Its main arm is 75 km in length from the mouth of the Seymour River to the mouth of its north arm, Belize Inlet, which is about 50 km in length and has its own side inlets, narrow waterways named Wentworth Sound and Alison Sound. In between Belize Inlet and Seymour Inlet is Nugent Sound, named for the first United States Consul in Victoria; Seymour Inlet itself is named for Frederick Seymour, Governor of the Crown Colony of British Columbia from 1864 to 1869.

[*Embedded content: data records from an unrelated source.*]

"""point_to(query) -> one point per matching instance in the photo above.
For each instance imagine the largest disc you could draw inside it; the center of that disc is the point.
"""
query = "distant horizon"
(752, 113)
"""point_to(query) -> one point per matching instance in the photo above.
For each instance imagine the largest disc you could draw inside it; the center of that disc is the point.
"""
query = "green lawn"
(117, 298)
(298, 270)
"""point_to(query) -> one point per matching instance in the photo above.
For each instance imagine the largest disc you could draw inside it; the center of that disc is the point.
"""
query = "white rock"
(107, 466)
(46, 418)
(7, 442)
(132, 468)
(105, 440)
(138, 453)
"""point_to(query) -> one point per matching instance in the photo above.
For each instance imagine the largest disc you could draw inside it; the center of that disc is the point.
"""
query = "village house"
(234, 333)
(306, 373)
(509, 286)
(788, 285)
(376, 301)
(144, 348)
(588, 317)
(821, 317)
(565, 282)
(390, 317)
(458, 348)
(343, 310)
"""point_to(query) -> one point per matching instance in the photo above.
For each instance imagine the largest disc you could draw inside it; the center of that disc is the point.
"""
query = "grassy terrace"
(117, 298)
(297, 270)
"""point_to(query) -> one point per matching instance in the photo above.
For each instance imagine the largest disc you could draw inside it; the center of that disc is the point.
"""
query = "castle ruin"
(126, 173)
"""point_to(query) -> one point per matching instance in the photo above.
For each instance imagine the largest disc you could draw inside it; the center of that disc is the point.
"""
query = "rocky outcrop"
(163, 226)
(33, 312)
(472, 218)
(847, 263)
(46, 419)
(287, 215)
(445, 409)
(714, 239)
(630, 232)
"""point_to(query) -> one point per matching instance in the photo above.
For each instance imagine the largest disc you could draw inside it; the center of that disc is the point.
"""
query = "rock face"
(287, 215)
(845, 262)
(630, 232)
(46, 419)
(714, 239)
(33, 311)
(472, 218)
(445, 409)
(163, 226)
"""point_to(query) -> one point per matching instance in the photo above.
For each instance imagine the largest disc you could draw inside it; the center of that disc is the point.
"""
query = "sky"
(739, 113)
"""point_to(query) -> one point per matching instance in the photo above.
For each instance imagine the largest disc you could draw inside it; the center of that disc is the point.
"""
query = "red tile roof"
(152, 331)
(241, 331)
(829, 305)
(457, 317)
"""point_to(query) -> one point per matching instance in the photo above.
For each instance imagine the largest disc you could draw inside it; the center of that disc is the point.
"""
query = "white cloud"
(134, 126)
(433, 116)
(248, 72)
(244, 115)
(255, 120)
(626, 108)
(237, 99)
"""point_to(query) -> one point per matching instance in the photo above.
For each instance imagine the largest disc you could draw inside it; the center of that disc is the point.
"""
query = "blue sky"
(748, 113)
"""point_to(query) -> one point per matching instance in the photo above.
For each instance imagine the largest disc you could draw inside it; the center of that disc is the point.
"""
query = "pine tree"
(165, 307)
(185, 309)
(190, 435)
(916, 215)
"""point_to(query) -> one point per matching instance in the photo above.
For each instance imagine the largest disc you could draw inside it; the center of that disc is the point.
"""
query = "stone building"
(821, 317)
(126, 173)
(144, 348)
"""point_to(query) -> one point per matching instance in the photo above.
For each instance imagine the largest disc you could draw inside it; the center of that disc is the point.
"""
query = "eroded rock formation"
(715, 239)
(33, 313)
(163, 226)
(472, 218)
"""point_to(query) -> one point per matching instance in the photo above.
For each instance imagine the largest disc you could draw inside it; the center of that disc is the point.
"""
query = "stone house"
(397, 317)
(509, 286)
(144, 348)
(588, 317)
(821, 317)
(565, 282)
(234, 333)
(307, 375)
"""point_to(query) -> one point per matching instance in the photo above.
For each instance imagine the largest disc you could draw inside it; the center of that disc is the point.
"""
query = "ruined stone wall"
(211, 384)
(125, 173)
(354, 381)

Seymour Inlet has its own side-inlets, the largest being a south arm named Frederick Sound (also named for the governor), with a side-inlet of its own named Salmon Arm. Another is an unnamed inlet in the southwest corner, 12 km in length with its own side-inlets, including Nenahlmai Lagoon and Whelakis Lagoon. Seymour Inlet does not open directly onto the Queen Charlotte Strait but is accessed via Slingsby Channel and Schooner Channel, which are the passages on either side of Bramham Island.

At the entrance in Seymour Inlet, between Johnson Point and Hervell Point, are the Nakwakto Rapids, one of the fastest tidal rapid in the world.